- Andreas Veit
- Serge Belongie
Do convolutional networks really need a fixed feed-forward structure? What if, after identifying the high-level concept of an image, a network could move directly to a layer that can distinguish fine-grained differences? Currently, a network would first need to execute sometimes hundreds of intermediate layers that specialize in unrelated aspects. Ideally, the more a network already knows about an image, the better it should be at deciding which layer to compute next. In this work, we propose convolutional networks with adaptive inference graphs (ConvNet-AIG) that adaptively define their network topology conditioned on the input image.

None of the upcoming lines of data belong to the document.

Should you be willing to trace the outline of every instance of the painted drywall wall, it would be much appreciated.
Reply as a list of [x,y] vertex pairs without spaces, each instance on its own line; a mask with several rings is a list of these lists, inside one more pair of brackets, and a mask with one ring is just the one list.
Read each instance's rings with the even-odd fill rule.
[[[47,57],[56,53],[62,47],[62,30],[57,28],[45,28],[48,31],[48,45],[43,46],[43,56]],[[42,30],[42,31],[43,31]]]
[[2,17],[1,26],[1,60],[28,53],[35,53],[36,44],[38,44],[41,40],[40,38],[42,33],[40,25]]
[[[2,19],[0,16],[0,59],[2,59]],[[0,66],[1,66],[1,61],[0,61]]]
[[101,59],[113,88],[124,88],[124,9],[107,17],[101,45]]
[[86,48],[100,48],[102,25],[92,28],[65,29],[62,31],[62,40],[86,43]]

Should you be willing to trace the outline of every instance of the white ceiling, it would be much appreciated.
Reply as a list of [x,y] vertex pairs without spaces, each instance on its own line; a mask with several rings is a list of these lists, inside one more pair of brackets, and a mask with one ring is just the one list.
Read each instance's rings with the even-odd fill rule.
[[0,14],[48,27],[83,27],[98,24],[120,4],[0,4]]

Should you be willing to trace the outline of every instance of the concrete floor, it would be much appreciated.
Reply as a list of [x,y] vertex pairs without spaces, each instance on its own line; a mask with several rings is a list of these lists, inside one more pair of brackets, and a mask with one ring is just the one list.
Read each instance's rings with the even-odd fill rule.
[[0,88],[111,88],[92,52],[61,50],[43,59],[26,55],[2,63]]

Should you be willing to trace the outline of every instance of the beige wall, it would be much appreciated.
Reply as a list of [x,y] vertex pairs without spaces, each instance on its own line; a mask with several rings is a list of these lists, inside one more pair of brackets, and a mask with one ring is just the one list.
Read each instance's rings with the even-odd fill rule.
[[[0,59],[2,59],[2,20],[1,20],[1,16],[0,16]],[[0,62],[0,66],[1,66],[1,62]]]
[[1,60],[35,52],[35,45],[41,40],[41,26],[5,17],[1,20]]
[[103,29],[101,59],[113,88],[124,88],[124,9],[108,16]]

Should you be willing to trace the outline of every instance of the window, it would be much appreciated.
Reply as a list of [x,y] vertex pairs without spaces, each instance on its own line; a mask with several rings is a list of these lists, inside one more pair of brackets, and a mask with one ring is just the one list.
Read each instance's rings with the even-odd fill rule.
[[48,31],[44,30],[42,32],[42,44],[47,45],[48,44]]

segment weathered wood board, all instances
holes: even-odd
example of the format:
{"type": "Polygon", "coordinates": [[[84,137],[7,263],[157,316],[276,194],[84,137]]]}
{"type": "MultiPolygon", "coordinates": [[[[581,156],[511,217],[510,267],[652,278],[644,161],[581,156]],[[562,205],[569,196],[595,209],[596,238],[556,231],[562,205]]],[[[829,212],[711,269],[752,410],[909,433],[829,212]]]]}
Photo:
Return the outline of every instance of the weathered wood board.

Following a high-level structure similar to residual networks (ResNets), ConvNet-AIG decides for each input image on the fly which layers are needed. In experiments on ImageNet we show that ConvNet-AIG learns distinct inference graphs for different categories. Both ConvNet-AIG with 50 and 101 layers outperform their ResNet counterpart, while using 20% and 38% less computations respectively. By grouping parameters into layers for related classes and only executing relevant layers, ConvNet-AIG improves both efficiency and overall classification quality. Lastly, we also study the effect of adaptive inference graphs on the susceptibility towards adversarial examples. We observe that ConvNet-AIG shows a higher robustness than ResNets, complementing other known defense mechanisms.